La dialyse est un véritable bouleversement de la vie professionnelle et familiale ; la dialyse est effectuée au moins 3 fois par semaine, à raison de 4 heures par séance. Ce traitement est appliqué dans une unité de soins appropriée, parfois éloignée du domicile du patient, imposant de nombreux transports particulièrement longs et pénibles. 
L’alternative à la dialyse est la transplantation rénale, redoutée par certains, espérée par d'autres qui ont du mal à comprendre les délais d'attente avant sa réalisation. La transplantation préemptive, c’est-à-dire réalisée avant que la dialyse n'ait débutée, est encore une pratique peu répandue ; la greffe à partir de donneur vivant rend tout à fait envisageable cette possibilité. La greffe à partir de donneur vivant (la famille en principe) est un sujet extrêmement délicat, source de difficiles problèmes moraux qui doivent être pris en compte par des professionnels spécialisés et rompus à cette problématique.
Ces difficultés, dont la liste n'est malheureusement pas exhaustive, donnent toute son importance à la qualité des relations entre le patient et les différents professionnels de santé qui participent à la prise en charge de cette maladie si particulière qu'est l'IRC. »
 
 

La greffe rénale

La transplantation rénale reste la meilleure solution pour retrouver une vie presque normale lorsqu’on souffre d’insuffisance rénale terminale.
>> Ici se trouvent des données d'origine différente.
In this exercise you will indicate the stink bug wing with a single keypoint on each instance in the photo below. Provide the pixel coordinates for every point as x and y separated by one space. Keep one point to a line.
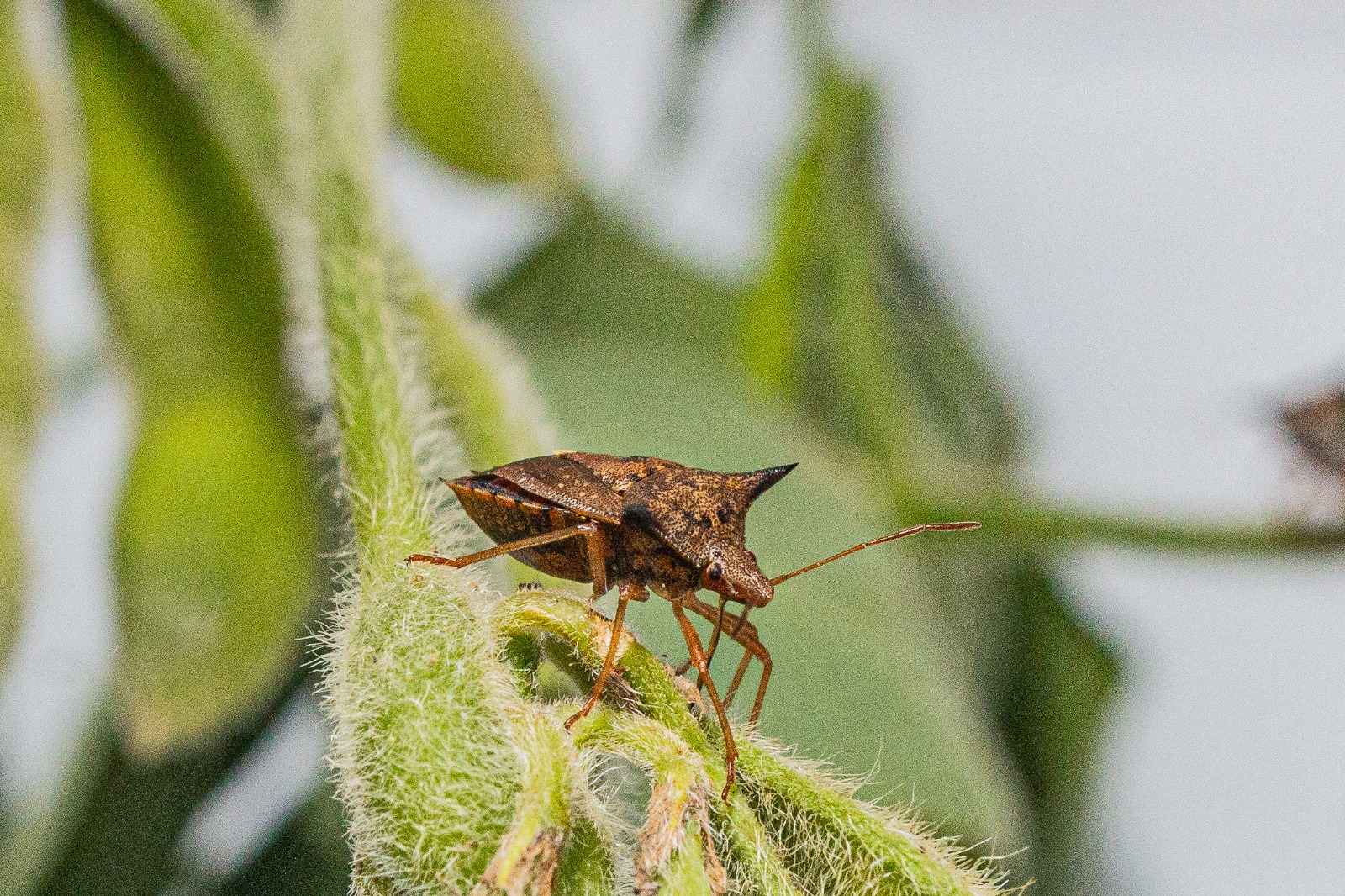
620 474
565 483
690 508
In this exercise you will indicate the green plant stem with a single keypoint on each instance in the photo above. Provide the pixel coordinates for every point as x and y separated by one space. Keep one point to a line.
826 837
674 851
530 851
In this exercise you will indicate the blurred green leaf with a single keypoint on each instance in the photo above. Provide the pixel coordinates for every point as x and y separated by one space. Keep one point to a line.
862 670
215 532
125 840
309 857
1053 712
214 566
464 87
852 324
24 166
495 416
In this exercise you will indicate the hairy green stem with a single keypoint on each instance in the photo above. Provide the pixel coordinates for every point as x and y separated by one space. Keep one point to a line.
427 720
817 829
674 851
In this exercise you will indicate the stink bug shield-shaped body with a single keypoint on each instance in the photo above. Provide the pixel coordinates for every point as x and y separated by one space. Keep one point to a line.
639 524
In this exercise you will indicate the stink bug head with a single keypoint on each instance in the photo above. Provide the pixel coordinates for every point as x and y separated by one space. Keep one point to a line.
731 571
720 548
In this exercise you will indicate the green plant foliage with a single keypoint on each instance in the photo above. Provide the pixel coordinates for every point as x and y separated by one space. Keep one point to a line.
125 835
874 353
862 667
464 87
309 857
215 530
425 744
472 373
24 165
1053 712
203 642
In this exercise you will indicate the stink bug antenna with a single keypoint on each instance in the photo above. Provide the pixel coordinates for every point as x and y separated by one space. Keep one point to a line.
912 530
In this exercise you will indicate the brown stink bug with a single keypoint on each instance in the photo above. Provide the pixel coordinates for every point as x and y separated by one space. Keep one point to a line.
641 524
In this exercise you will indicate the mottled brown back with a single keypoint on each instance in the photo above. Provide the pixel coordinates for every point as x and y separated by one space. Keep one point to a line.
565 483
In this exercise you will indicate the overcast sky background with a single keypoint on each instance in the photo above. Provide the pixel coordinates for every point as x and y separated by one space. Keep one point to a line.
1142 206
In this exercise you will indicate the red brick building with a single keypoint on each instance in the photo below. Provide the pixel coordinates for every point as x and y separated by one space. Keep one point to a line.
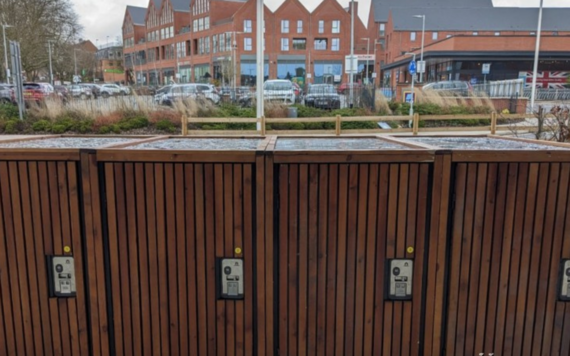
214 41
461 35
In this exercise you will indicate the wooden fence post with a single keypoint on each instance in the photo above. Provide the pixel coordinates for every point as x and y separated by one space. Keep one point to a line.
184 125
416 124
493 123
263 126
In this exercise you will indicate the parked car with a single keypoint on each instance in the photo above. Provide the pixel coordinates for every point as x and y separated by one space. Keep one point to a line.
172 93
279 90
344 88
61 89
322 96
95 89
125 90
6 93
39 92
80 91
458 87
108 90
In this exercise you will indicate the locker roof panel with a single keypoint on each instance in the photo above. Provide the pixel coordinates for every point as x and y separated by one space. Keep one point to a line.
336 144
483 144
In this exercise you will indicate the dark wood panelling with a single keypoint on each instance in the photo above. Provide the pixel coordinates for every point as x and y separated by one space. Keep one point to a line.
40 209
167 223
338 223
507 238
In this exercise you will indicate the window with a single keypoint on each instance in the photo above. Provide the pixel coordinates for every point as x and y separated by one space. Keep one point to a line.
336 26
247 27
320 44
222 42
335 45
284 44
299 43
247 44
284 26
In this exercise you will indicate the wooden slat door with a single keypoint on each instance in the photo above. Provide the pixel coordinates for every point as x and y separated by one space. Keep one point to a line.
337 225
39 203
509 232
167 223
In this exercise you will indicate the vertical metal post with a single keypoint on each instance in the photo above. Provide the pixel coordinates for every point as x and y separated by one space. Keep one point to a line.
6 53
536 51
351 74
422 49
260 62
50 67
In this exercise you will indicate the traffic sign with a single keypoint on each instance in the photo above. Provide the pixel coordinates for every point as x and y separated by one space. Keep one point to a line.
412 67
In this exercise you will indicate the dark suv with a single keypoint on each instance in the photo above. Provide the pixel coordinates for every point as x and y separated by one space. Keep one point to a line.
6 93
322 96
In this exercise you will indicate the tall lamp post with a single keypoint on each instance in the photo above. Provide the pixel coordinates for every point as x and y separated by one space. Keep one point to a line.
4 26
422 69
260 61
536 51
50 67
413 80
367 55
351 75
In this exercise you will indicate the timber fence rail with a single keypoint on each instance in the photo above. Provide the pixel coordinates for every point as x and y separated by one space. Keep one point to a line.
414 123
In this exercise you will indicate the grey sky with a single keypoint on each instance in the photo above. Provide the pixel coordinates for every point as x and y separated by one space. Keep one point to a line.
102 20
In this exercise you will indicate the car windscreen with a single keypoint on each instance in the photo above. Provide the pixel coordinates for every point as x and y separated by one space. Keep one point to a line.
278 86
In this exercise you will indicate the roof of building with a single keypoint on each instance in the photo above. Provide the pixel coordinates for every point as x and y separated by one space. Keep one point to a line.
181 5
137 14
467 15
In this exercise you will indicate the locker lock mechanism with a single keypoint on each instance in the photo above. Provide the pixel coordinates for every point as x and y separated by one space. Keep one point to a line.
399 277
230 278
61 276
564 281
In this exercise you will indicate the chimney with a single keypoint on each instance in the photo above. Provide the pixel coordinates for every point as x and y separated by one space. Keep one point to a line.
355 8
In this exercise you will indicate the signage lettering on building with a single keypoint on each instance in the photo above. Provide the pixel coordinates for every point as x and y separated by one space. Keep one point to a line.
547 80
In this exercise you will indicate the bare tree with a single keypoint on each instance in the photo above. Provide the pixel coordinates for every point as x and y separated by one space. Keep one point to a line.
34 23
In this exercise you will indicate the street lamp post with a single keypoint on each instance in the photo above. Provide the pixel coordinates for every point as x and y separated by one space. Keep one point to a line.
413 80
423 17
367 55
536 51
50 67
4 26
351 75
260 61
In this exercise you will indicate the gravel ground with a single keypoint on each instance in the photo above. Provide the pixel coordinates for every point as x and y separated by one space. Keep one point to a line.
480 143
335 144
67 142
206 144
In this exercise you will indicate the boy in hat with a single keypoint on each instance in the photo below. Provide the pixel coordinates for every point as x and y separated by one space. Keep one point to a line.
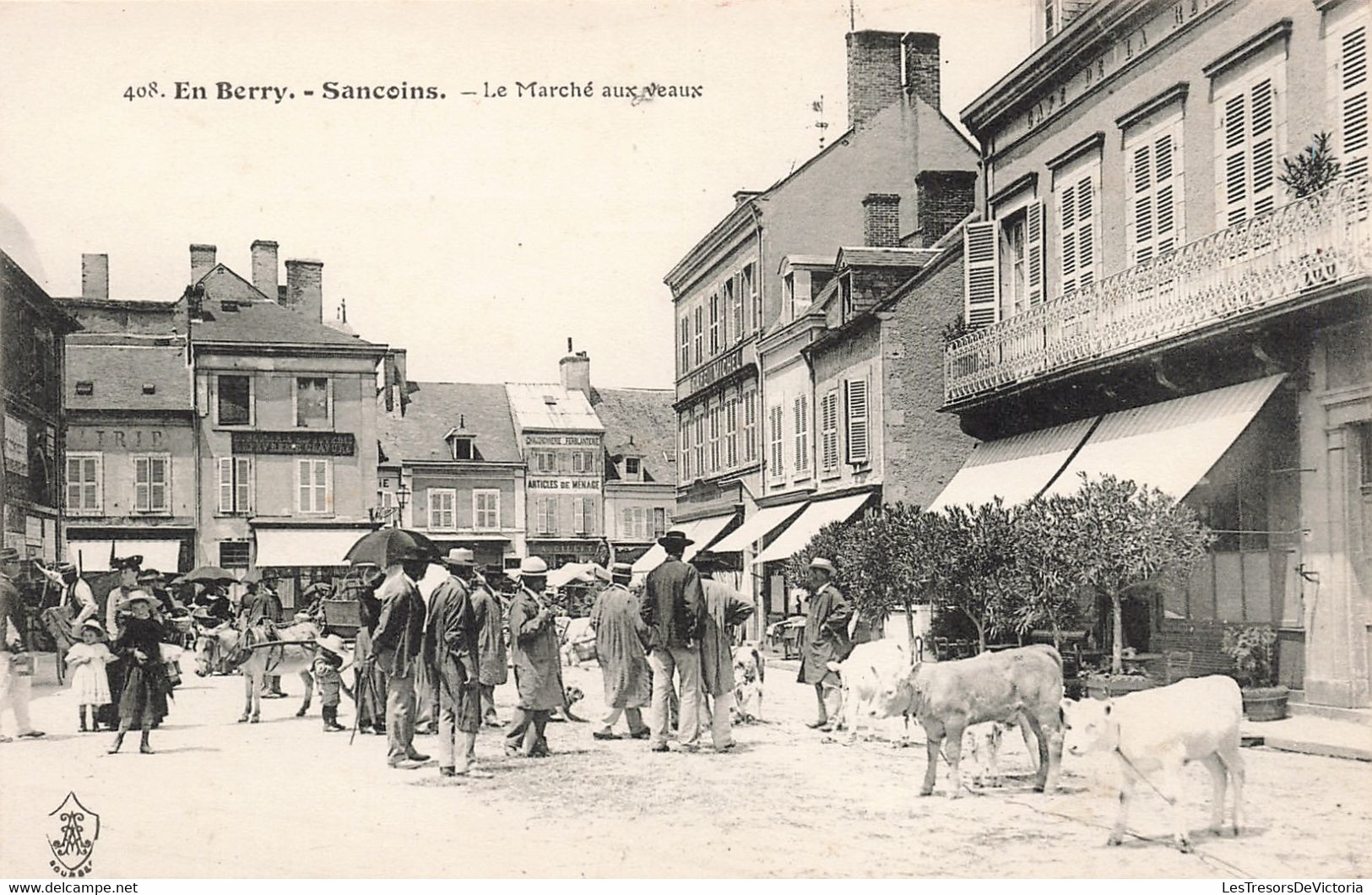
674 610
827 638
14 686
619 645
328 678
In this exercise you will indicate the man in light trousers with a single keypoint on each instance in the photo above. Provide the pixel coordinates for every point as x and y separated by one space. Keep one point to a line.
674 611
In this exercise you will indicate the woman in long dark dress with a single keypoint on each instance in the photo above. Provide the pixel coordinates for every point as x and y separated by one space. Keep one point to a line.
144 697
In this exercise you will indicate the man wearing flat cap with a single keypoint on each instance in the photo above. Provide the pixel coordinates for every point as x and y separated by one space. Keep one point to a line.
450 651
674 610
538 662
399 643
619 647
14 686
827 638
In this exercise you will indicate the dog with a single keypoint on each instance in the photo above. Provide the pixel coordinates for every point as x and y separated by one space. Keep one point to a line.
750 673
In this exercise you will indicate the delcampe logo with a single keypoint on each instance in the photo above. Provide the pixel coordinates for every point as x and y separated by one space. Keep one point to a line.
72 836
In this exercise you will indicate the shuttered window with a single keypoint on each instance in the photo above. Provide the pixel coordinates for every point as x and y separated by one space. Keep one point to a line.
856 401
1077 230
151 485
801 430
829 431
1349 87
981 274
1249 136
1154 221
774 437
235 486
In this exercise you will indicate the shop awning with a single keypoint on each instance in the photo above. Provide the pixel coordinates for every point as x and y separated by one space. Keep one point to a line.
94 556
305 546
1168 445
816 517
762 523
702 531
1014 469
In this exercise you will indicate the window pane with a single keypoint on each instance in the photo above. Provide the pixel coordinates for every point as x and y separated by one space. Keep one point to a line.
235 399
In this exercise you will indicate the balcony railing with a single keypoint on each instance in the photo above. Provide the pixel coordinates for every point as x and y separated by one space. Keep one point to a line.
1279 257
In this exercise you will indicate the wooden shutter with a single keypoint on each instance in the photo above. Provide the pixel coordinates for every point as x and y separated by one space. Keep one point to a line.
981 274
856 420
1353 100
1033 252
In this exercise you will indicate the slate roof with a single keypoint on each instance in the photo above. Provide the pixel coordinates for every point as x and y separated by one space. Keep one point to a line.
647 416
548 405
118 374
438 407
256 318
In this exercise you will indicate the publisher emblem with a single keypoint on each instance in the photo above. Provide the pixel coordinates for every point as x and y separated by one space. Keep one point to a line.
72 833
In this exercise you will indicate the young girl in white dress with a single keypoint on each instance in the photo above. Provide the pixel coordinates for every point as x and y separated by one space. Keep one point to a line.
87 662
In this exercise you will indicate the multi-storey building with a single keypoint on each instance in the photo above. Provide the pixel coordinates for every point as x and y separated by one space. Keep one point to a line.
131 464
777 249
33 331
285 410
1152 300
452 469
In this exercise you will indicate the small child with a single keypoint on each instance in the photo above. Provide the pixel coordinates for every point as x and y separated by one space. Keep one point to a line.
328 680
88 678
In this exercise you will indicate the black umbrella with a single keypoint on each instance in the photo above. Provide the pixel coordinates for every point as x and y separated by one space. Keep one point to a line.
208 576
388 546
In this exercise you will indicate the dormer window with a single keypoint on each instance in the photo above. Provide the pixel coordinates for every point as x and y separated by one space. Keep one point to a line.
460 441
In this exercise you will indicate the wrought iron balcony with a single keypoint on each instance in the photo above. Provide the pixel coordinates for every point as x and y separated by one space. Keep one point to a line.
1280 257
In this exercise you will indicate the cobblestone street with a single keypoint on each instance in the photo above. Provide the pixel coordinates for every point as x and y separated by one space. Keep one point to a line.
285 800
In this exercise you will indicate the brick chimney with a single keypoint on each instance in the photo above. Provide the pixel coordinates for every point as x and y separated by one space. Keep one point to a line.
941 201
305 289
263 267
922 66
95 278
202 258
881 220
873 74
577 371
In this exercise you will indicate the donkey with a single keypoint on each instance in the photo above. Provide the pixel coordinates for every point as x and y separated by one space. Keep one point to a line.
263 662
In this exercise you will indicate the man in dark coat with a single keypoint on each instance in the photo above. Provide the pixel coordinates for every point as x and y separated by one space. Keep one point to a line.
450 649
493 664
619 647
399 643
674 610
827 638
538 662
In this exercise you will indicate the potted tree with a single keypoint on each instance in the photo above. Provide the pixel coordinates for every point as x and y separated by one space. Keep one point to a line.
1253 651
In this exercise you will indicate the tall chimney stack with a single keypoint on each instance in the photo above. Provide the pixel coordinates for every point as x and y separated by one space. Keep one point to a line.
202 260
922 66
874 79
305 289
881 220
265 268
95 278
575 370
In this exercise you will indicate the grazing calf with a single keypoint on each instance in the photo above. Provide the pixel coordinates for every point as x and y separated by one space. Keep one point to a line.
873 680
1022 686
750 670
1156 733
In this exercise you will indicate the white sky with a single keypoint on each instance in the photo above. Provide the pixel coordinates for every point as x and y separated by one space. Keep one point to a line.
476 234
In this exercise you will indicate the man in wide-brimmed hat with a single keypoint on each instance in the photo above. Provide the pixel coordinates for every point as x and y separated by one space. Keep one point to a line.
450 648
14 686
674 610
538 662
399 643
619 647
827 638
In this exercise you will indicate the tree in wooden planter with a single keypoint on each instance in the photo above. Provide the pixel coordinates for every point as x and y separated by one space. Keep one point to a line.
1253 651
1119 539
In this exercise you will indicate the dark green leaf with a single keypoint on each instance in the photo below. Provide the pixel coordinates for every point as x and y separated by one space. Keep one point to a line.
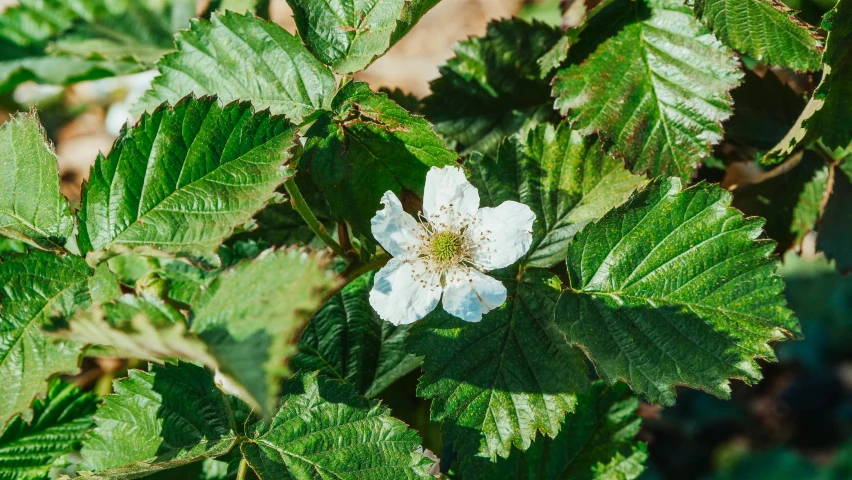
674 288
764 29
250 314
346 339
169 417
58 425
185 177
565 179
323 430
242 57
31 207
496 383
596 441
657 91
368 146
492 88
38 287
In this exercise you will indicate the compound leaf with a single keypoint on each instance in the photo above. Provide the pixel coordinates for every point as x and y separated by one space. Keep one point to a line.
656 92
250 314
595 442
184 177
32 208
494 384
167 417
324 430
242 57
58 425
369 145
38 287
567 180
492 88
674 288
346 339
764 29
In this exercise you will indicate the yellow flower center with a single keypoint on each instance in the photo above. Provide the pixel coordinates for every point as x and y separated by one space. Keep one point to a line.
446 246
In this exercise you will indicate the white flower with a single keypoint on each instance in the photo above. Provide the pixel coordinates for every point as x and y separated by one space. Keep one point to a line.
447 252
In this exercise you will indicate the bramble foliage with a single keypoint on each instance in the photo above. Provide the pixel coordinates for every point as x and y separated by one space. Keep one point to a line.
224 244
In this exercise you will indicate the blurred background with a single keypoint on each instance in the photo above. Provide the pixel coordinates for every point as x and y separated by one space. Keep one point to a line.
795 424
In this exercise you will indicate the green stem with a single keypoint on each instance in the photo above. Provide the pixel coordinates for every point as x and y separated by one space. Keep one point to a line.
242 469
301 206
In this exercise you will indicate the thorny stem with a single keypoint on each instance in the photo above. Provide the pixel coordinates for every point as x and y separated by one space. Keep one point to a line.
301 206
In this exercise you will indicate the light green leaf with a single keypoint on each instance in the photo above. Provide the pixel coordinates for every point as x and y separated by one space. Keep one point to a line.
764 29
250 314
58 425
595 442
496 383
38 287
185 177
565 179
242 57
656 92
369 145
346 339
142 327
833 232
323 430
492 88
828 115
156 420
674 288
31 207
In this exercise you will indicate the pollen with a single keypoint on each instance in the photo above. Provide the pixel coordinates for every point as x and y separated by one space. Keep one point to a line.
446 246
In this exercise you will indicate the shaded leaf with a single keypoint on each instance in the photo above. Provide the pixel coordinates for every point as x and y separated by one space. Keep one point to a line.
347 340
496 383
250 314
323 430
31 207
369 145
674 288
764 29
184 177
242 57
57 427
656 92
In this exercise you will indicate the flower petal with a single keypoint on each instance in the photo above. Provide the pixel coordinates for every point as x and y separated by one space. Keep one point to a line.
470 293
395 229
502 235
448 197
404 292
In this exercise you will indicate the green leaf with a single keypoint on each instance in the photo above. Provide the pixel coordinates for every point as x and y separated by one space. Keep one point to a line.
596 441
58 425
833 232
346 339
369 145
185 177
38 287
165 418
142 327
494 384
242 57
656 92
674 288
492 88
764 29
31 207
323 430
828 115
565 179
250 314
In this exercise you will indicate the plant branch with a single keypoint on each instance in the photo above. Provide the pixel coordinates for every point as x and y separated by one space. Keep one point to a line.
300 205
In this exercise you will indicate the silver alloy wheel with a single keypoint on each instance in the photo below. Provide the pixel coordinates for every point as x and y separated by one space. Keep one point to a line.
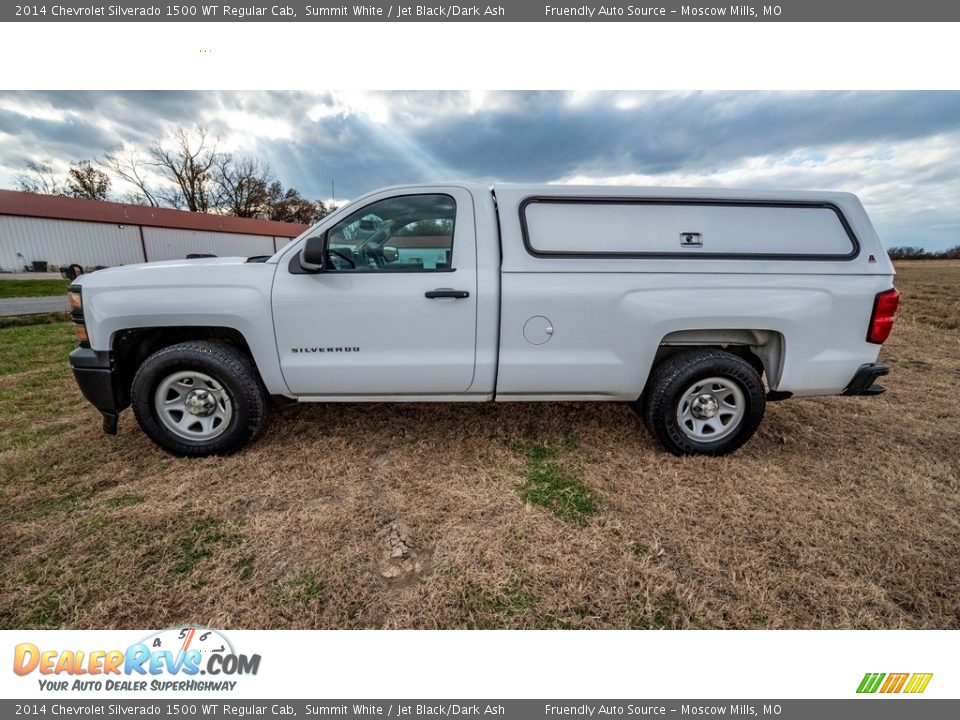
193 406
711 409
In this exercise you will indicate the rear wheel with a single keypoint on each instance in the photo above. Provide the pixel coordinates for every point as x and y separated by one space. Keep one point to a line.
199 398
703 402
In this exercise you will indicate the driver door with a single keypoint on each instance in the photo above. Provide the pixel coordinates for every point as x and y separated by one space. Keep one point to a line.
393 312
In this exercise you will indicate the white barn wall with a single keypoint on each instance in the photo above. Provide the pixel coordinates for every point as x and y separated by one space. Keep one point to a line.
175 244
63 242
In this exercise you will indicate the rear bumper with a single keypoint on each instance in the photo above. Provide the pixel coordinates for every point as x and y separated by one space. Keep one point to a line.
97 380
863 382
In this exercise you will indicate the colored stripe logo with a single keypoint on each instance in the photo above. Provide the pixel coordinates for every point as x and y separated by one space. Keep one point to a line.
913 683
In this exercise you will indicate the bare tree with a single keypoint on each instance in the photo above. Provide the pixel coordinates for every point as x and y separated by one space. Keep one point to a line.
39 178
188 162
128 164
242 185
87 182
290 206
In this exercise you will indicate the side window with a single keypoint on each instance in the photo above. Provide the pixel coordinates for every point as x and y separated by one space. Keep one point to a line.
409 233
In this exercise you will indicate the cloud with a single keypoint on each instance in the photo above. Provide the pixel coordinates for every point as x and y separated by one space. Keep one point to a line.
897 150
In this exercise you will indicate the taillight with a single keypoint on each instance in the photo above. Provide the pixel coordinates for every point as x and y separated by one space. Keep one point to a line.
881 321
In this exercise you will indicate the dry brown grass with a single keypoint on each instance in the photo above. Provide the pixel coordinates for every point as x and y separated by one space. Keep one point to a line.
841 513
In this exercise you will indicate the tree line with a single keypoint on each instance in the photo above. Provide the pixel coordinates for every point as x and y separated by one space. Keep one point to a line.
910 252
186 171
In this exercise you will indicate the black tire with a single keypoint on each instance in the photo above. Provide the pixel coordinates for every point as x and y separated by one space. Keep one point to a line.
230 368
675 376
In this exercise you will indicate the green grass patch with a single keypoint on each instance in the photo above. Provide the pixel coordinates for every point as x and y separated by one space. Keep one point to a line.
498 608
67 502
29 347
198 542
547 484
304 588
31 437
663 612
33 288
244 568
46 611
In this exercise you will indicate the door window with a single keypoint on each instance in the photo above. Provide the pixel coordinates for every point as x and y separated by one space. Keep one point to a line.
409 233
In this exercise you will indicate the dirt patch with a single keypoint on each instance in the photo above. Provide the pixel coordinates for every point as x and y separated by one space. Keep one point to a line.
840 513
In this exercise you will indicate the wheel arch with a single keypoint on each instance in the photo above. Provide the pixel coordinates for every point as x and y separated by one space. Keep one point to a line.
130 347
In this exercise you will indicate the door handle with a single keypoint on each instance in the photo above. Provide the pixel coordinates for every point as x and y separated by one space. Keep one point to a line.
446 292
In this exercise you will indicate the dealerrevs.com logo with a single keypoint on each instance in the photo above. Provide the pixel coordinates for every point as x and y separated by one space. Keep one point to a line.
179 659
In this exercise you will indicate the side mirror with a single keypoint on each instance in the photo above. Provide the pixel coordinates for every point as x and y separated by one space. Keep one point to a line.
314 254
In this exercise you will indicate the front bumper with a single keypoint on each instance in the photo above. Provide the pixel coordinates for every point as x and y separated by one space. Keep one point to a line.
98 382
863 381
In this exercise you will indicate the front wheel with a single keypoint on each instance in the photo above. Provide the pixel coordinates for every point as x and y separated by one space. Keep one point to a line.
199 398
703 402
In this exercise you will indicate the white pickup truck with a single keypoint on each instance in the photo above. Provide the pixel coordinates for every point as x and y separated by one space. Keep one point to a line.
696 306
Pour certains malades, elle est vitale lorsque la dialyse ne permet plus d’enrayer la dégradation générale de l’état de santé. La greffe d’un rein permet en outre de retrouver certaines hormones comme l'érythropoïétine ou le calcitriol dont le déficit est responsable d’une fatigue excessive.
 
La greffe rénale peut s’effectuer avec un rein prélevé chez une personne en état de mort cérébrale, ou à partir d'un donneur vivant, en général quelqu’un de la même famille pour des raisons de compatibilité. Cependant, les progrès des traitements antirejet permettent actuellement d'élargir les indications (entre époux notamment).
 
Normalement, l’activité rénale reprend dans les jours qui suivent la greffe. Les deux principaux inconvénients de la greffe rénale sont : la greffe ne guérit pas au sens strict du terme ; son efficacité est limitée dans la durée, bien que le greffon puisse être efficace largement plus d'une dizaine d'années ; par ailleurs, un traitement immunosuppresseur est nécessaire aussi longtemps que le greffon est en place, afin d'éviter le rejet du rein, ce qui rend le patient plus fragile face aux infections.